Copyright © SA's World
Design by Dzignine
Minggu, 16 Desember 2012

Segenggam Rasa

*Semangat Sintya... Semangat..!* Ku ulangi beberapa kali perintah yang ku ajukan sendiri kepada diriku agar tetap bisa berjalan. Setelah bunga cinta itu menguncup kembali, setelah tersadar aku dari setiap deras air mata yang menghujani ku. Air mata... *Ya, Tuhan... Tak cukupkah Kau buat aku menangis tanpa henti hari ini?* Gumam hati ku yang tak habis-habisnya mempertanyakan keadilan Tuhan. Aku siap. *Hari ini aku siap!* Tunggu.... Aku belum siap. Aku mulai lagi membatin tanpa kalimat yang ku ucap dengan jelas. Apa aku siap? *Kau bodoh, Sintya! Kau bodoh. Apa yang kau harap dari cinta pertama mu itu?* Tak lama aku terdiam. Hujan datang kembali. Turuni bukit pipi kananku. Dengan jelas, tangisan lagi yang ku terima. Setelah tak ada lagi hal-hal yang menarik tentang dirinya setelah satu tahun mulai berlalu. Cinta itu entah kemana? Mungkin telah singgah di hati yang lain atau mungkin membusuk di dasar hati yang sengaja dibekukan? Aku tak tau. Hanya dia yang tau. *Ya, cuma kau yang tau, Syobri!* Tak apalah dengan rasa yang mengalir terus dari hatiku. Aku terlalu sering membiarkan matahari singgah disana. Membiarkannya tetap tersinari cahaya agar terus hidup. Itulah kebodohanku. Aku bodoh. Tak sadarkah aku jika satu tahun itu waktu yang cukup untuk membiarkan rasa itu mati perlahan?

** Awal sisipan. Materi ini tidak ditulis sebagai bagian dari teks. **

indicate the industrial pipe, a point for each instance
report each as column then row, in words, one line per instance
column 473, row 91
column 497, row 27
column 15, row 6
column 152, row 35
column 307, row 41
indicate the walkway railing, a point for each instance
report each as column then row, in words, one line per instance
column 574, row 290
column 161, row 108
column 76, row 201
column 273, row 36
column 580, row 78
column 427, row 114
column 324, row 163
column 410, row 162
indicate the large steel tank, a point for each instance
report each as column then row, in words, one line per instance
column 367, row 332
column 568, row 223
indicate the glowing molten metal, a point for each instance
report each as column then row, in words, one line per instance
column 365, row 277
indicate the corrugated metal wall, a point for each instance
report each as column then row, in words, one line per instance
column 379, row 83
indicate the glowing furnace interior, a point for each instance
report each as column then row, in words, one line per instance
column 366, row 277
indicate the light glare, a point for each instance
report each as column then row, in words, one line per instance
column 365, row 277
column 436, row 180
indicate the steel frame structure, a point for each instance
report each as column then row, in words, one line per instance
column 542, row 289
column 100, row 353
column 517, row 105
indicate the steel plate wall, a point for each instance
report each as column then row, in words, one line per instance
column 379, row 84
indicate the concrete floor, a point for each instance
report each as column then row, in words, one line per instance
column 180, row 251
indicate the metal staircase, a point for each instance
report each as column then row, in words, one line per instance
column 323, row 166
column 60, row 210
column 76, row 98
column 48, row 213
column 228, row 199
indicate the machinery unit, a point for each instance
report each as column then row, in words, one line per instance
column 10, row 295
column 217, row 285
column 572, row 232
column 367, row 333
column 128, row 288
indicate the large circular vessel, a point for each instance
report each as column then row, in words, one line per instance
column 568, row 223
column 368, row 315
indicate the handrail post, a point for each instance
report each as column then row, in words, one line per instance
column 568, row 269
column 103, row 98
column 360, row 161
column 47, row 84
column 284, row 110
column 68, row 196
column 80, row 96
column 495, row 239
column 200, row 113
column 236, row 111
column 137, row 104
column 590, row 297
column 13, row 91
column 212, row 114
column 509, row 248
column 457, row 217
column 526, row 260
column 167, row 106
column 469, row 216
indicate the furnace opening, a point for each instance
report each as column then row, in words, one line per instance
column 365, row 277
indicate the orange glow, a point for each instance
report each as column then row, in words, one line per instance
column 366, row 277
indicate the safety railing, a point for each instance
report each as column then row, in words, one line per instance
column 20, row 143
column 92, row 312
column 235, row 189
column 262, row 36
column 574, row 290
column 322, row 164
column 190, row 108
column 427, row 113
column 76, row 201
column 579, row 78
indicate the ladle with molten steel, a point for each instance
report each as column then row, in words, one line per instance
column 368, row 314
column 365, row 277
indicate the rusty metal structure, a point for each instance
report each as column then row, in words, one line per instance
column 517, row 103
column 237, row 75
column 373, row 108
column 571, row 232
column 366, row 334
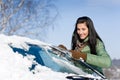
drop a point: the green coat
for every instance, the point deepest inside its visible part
(99, 61)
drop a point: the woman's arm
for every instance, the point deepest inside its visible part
(102, 59)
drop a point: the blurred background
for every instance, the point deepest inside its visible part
(53, 21)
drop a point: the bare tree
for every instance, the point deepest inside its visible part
(26, 17)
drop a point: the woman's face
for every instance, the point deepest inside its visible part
(82, 30)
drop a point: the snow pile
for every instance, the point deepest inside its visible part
(16, 67)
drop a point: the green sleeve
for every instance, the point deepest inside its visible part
(102, 59)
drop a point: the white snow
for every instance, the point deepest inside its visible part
(14, 66)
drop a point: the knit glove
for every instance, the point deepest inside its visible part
(62, 47)
(78, 55)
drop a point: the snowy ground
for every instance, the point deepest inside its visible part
(15, 66)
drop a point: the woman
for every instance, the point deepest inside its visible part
(87, 44)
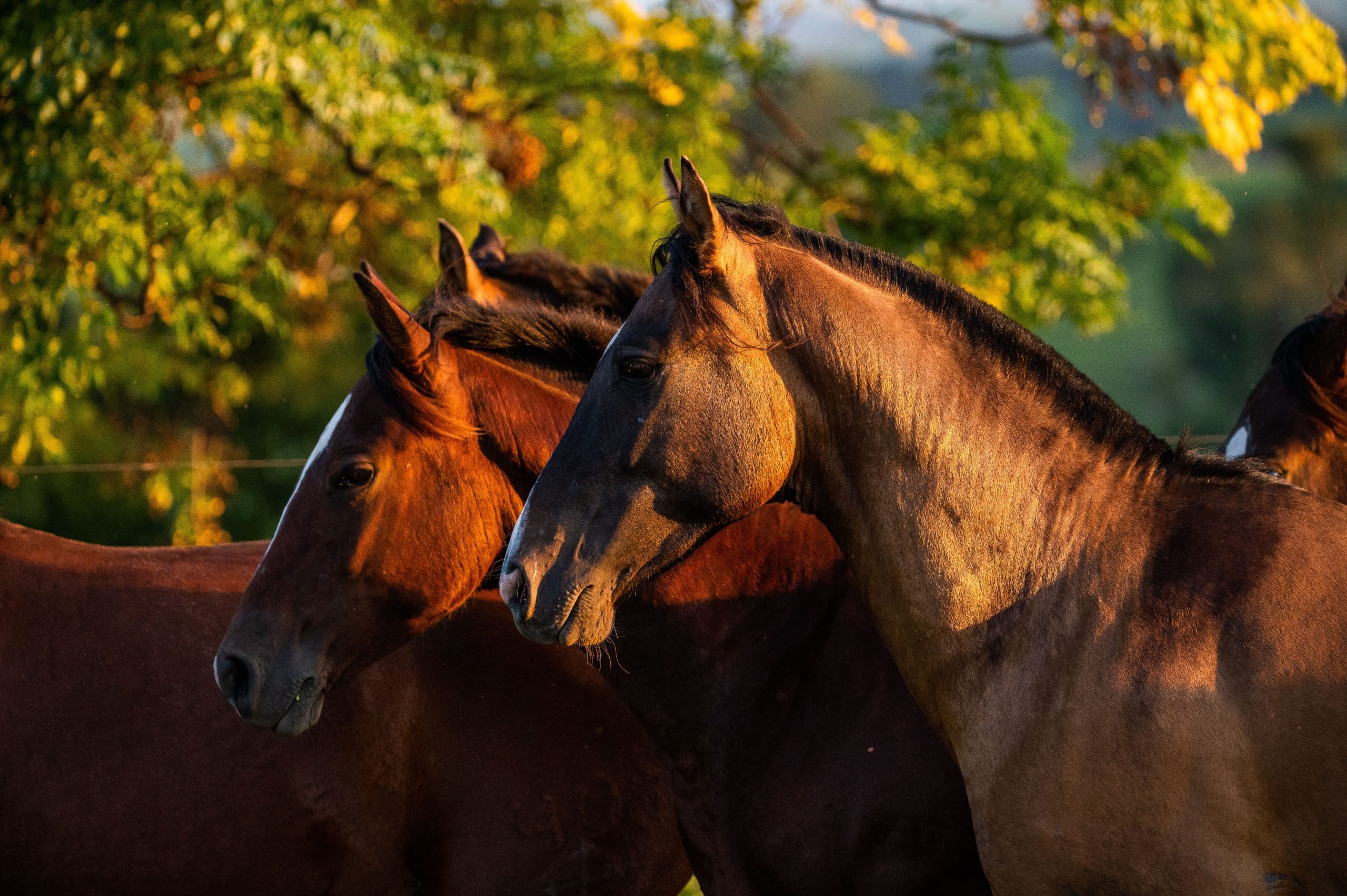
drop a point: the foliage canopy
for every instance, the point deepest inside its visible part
(185, 186)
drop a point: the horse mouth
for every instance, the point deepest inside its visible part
(304, 709)
(576, 623)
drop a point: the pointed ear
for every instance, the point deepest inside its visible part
(696, 210)
(1324, 355)
(407, 339)
(458, 273)
(488, 246)
(457, 268)
(671, 185)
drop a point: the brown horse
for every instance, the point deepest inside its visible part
(457, 764)
(1134, 654)
(1296, 417)
(799, 760)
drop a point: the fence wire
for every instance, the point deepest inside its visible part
(280, 462)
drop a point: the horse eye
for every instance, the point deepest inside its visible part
(636, 369)
(354, 476)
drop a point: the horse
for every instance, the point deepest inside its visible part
(800, 764)
(1296, 416)
(1133, 652)
(457, 764)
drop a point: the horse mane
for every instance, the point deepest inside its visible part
(562, 341)
(546, 277)
(1322, 400)
(985, 328)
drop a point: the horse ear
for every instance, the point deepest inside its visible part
(458, 273)
(407, 339)
(671, 186)
(456, 266)
(488, 246)
(1326, 355)
(696, 209)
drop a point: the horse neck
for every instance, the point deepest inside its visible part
(973, 511)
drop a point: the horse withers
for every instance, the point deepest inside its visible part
(1133, 652)
(800, 763)
(1296, 417)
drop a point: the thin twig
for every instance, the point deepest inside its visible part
(336, 136)
(786, 124)
(954, 29)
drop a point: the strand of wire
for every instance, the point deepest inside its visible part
(283, 462)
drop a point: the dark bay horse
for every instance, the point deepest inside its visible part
(1134, 654)
(457, 764)
(800, 763)
(1296, 417)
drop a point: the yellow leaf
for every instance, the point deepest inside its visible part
(345, 215)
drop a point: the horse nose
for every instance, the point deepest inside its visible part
(236, 679)
(520, 596)
(515, 592)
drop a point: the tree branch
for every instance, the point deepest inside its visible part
(786, 124)
(954, 29)
(336, 136)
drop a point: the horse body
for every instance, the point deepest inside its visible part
(1131, 651)
(448, 768)
(742, 702)
(800, 762)
(1140, 683)
(1295, 419)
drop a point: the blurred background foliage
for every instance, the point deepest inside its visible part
(185, 189)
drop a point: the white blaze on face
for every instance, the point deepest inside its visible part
(318, 449)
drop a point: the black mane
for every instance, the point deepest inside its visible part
(546, 277)
(566, 340)
(1322, 400)
(985, 328)
(551, 335)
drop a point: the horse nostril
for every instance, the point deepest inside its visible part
(236, 682)
(515, 593)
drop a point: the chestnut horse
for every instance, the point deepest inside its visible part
(800, 763)
(1296, 417)
(458, 764)
(1134, 654)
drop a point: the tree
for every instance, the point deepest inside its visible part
(185, 188)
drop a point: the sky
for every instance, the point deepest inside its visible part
(825, 30)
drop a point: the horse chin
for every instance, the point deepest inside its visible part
(302, 714)
(590, 621)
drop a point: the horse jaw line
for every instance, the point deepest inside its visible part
(614, 340)
(313, 456)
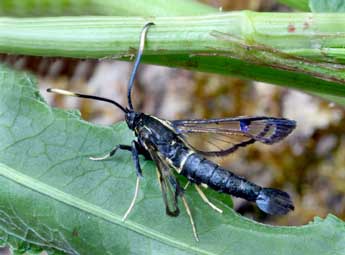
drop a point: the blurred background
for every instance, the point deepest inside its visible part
(309, 164)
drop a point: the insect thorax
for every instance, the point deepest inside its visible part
(157, 135)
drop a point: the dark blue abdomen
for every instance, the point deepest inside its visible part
(201, 170)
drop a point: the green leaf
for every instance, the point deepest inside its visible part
(327, 5)
(52, 196)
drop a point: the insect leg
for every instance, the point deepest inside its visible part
(205, 199)
(135, 157)
(190, 216)
(133, 200)
(113, 151)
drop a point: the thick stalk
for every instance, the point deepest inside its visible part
(34, 8)
(271, 47)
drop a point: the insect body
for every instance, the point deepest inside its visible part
(170, 145)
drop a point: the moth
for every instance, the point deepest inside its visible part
(170, 145)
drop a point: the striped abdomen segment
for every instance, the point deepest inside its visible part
(200, 170)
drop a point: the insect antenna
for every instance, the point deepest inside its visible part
(137, 62)
(69, 93)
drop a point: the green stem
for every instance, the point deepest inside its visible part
(264, 46)
(27, 8)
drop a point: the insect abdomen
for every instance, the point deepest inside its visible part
(200, 170)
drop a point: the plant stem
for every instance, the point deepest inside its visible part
(271, 47)
(34, 8)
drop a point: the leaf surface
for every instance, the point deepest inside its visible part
(52, 196)
(327, 5)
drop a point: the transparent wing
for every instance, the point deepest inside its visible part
(169, 185)
(219, 137)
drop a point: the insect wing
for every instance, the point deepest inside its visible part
(169, 185)
(220, 137)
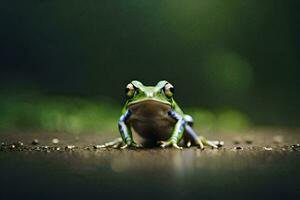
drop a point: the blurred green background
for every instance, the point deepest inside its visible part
(64, 64)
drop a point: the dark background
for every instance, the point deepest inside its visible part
(238, 54)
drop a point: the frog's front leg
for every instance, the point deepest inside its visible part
(177, 132)
(126, 132)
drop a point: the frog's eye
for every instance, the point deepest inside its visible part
(169, 90)
(129, 90)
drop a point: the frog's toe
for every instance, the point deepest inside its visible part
(165, 144)
(188, 144)
(133, 144)
(176, 146)
(199, 143)
(116, 143)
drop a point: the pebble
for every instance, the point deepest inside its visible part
(268, 148)
(98, 146)
(55, 141)
(277, 139)
(57, 148)
(249, 141)
(70, 147)
(237, 140)
(220, 144)
(296, 147)
(35, 142)
(238, 148)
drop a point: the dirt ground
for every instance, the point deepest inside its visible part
(255, 164)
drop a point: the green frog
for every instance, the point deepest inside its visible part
(151, 114)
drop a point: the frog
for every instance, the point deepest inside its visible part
(152, 114)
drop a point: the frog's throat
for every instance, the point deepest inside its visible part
(140, 101)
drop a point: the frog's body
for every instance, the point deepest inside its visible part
(151, 121)
(152, 113)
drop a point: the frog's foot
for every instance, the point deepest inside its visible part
(116, 143)
(169, 143)
(201, 142)
(131, 144)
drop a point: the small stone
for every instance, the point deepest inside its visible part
(248, 141)
(55, 141)
(35, 142)
(70, 147)
(296, 147)
(220, 144)
(57, 148)
(268, 148)
(238, 148)
(18, 144)
(277, 139)
(98, 146)
(237, 140)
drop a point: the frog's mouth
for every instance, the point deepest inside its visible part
(151, 104)
(147, 101)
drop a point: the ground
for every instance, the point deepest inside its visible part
(255, 164)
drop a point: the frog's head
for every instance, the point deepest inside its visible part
(136, 92)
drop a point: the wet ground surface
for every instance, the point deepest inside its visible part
(260, 164)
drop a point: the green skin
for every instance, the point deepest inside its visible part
(151, 113)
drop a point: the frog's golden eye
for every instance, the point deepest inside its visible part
(129, 90)
(169, 90)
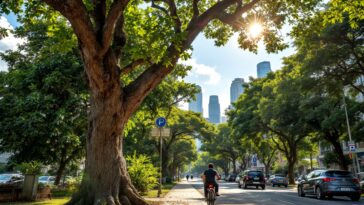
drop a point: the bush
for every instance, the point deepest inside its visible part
(142, 172)
(32, 167)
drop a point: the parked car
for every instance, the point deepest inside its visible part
(251, 178)
(278, 179)
(231, 178)
(329, 183)
(11, 179)
(46, 179)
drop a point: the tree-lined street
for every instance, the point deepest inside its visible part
(231, 194)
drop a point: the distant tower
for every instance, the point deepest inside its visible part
(214, 109)
(196, 105)
(263, 68)
(236, 89)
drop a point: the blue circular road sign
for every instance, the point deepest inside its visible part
(161, 122)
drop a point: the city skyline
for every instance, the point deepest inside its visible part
(236, 89)
(214, 109)
(196, 105)
(263, 68)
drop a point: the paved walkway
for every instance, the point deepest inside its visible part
(181, 194)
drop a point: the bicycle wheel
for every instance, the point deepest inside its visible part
(210, 198)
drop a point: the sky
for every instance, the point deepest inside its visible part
(214, 68)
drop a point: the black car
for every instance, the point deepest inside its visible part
(231, 178)
(252, 178)
(329, 183)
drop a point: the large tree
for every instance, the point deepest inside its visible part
(43, 99)
(159, 36)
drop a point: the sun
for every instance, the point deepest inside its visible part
(255, 30)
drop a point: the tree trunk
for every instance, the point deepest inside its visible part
(60, 170)
(106, 179)
(292, 158)
(340, 154)
(234, 165)
(291, 172)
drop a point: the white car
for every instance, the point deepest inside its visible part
(46, 179)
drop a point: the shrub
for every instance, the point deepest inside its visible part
(32, 167)
(142, 172)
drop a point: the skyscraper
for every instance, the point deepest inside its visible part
(236, 89)
(263, 68)
(214, 109)
(196, 105)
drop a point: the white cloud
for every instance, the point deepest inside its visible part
(198, 70)
(8, 43)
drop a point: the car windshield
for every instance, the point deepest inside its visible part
(43, 178)
(253, 174)
(5, 177)
(338, 174)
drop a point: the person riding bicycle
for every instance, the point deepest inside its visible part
(209, 177)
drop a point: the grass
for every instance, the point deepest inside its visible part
(165, 189)
(55, 201)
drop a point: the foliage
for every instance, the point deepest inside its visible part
(43, 97)
(142, 172)
(31, 168)
(331, 158)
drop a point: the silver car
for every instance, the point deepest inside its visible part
(11, 179)
(329, 183)
(46, 179)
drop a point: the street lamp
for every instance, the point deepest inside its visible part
(349, 132)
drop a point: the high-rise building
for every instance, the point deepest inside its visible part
(214, 109)
(196, 105)
(263, 68)
(236, 89)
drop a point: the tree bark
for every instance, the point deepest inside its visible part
(106, 179)
(340, 154)
(60, 170)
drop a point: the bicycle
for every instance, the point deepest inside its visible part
(211, 196)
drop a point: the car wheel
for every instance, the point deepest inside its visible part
(300, 191)
(319, 194)
(355, 197)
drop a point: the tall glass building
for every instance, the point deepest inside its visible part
(263, 68)
(196, 105)
(236, 89)
(214, 109)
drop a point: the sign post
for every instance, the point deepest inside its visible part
(160, 122)
(351, 143)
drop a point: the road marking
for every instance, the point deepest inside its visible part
(286, 202)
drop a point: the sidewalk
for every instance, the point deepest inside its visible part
(181, 194)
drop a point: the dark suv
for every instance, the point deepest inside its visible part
(329, 183)
(252, 178)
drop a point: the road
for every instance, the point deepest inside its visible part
(231, 194)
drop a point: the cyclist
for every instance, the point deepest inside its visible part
(209, 177)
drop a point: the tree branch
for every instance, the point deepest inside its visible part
(174, 15)
(232, 19)
(130, 67)
(196, 12)
(156, 6)
(116, 10)
(99, 14)
(76, 12)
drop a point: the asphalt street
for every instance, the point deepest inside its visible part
(231, 194)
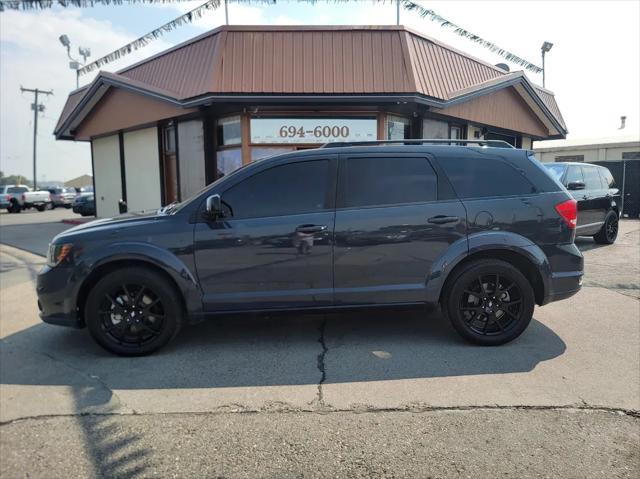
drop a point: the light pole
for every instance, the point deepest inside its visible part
(546, 46)
(75, 64)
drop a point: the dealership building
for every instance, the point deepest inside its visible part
(163, 128)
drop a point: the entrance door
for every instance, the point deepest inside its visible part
(169, 165)
(274, 247)
(390, 227)
(632, 188)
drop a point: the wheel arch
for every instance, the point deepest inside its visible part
(107, 267)
(520, 261)
(527, 257)
(125, 255)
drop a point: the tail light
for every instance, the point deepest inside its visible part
(569, 212)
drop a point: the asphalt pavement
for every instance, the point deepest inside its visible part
(349, 395)
(32, 230)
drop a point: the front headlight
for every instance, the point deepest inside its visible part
(58, 253)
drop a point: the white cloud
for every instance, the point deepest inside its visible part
(32, 56)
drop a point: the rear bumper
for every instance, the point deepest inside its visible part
(567, 270)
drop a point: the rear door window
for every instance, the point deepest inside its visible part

Tepat satu tahun yang lalu, ku biarkan saja rasa di hatiku menggebu-gebu gila. Membiarkan seorang disana menghidupkan bunga yang tak seharusnya berkembang. Padahal aku telah bertekad, *Tak akan ada seorang pun yang akan ku biarkan menyentuh rasa terdalamku untuk dia singgahi, hingga aku benar-benar merasa dewasa!* Tapi, semua berubah, mengenalmu, menyelami tiap arti kehidupan yang kau berikan, membuatku menggoyahkan niat itu. Untuk yang pertama kalinya, aku mengenal Cinta. Cinta yang tak pernah bisa kau permainkan lagi. Cinta yang sampai kapanpun terus menjadi rasa yang teramat sakral untuk dijamah seseorang. Bagiku, cintaku terlalu suci untuk dinodai dengan bulir-bulir air mata yang tak pantas. Tapi, aku teramat bodoh. Menyerahkan begitu saja rasaku, membiarkan kau bermain-main dengan hal itu. 

Aku ingat berapa kali kau mempermainkan rasa ku itu dengan temanmu. Setelah semua berakhir dengan rasa yang terus menggerogoti ku. Dan kau bilang, *Semua tak akan banyak berubah, cintaku padamu tak pernah akan gugur. Mereka akan terus hidup berdampingan. Hanya saja, diriku saat ini terlalu tak berguna untukmu.* Tak sampai situ saja kau menjelaskan dengan hati-hati padaku tentang rasamu sebenarnya. *Mencari sesuatu yang selama ini menghilang.* Berhenti.... Berhenti membuatku menjadi bingung. Kau tau kau siapa? Betapa memalukannya jika mereka tau. Jika mereka tau, betapa kau tak henti-hentinya berucap tanpa dasar yang kuat. Kalimatmu terlalu membuat banyak orang mempercayaimu. Termasuk aku. 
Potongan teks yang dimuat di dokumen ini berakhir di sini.